SQL 2005 - XML parsing... illegal xml character

 

You may run into an error when using SQL 2005 and a .NET 2.0 aspx or windows client UI.

 

Perhaps you’ve encoded your xml – you are using stored procedures and proper sqlParameters and everything – yet you still run into this exception.

 

Example repro:

DECLARE @xml xml

SET @xml = N'<A>&#x2;</A>'

SELECT @xml.query('<A>{substring(.,1,1)}</A>')

XML parsing: line 1, character 1, illegal xml character

 

This is because SQL 2000’s xml parsing was based on MSXML 3.0 – and SQL 2005’s xml parsing is based on MSXML 6.0. The rules have tightened up a bit. You may be able to store and work with xml characters in your .NET UI layer (ASPX or C# Windows Client) – but once you try to INSERT them you will get this exception.

 

As of SQL 2005 only W3C Compliant characters are allowed in XML. The range of valid XML characters as defined by W3C XML Language specifications 1.0 are #x9 | #xA | #xD | [#x20-#xD7FF] | [#xE000-#xFFFD] | [#x10000-#x10FFFF]. Any characters outside of that range (as in the example above) may actually be INPUT by the user, stored as xml in your client – but will throw an exception when the INSERT command is executed in your SQL server.

 

One answer to this problem (maybe not the most elegant) is to scrub user input via the method shown below:

 

 

   

    /// <summary>

    /// IsW3CCompliant

    /// https://w3c.org

    /// The valid XML characters and character ranges (hex values) as defined by the W3C XML language specifications 1.0:

    /// #x9 | #xA | #xD | [#x20-#xD7FF] | [#xE000-#xFFFD] | [#x10000-#x10FFFF]

    /// </summary>

    /// <param name="c"></param>

    /// <returns></returns>

    static private bool IsW3CCompliant(char c)

    {

      int charInt = Convert.ToInt32(c);

      return charInt == 9 || charInt == 10 || charInt == 13 || (charInt >= 32 && charInt <= 55295) || (charInt >= 57344 && charInt <= 65533) || (charInt >= 65536 && charInt <= 1114111);

    }

    /// <summary>

    /// Scrub Xml ensures that each character is W3C compliant.

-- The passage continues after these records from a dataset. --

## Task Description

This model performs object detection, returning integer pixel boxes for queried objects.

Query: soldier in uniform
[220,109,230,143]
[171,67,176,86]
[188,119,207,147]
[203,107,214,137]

    /// This is a major performance hit. . .

    /// #x9 | #xA | #xD | [#x20-#xD7FF] | [#xE000-#xFFFD] | [#x10000-#x10FFFF]

    /// </summary>

    /// <param name="xmlStr"></param>

    /// <returns></returns>

    static internal string ScrubString(string xmlStr)

    {

      if (xmlStr == string.Empty || xmlStr == null)

        return xmlStr;

      string pattern = @"[^\w\.@-]";

      StringBuilder strB = new StringBuilder(xmlStr.Length);

      //-- If there are no special chars just return the original (99%)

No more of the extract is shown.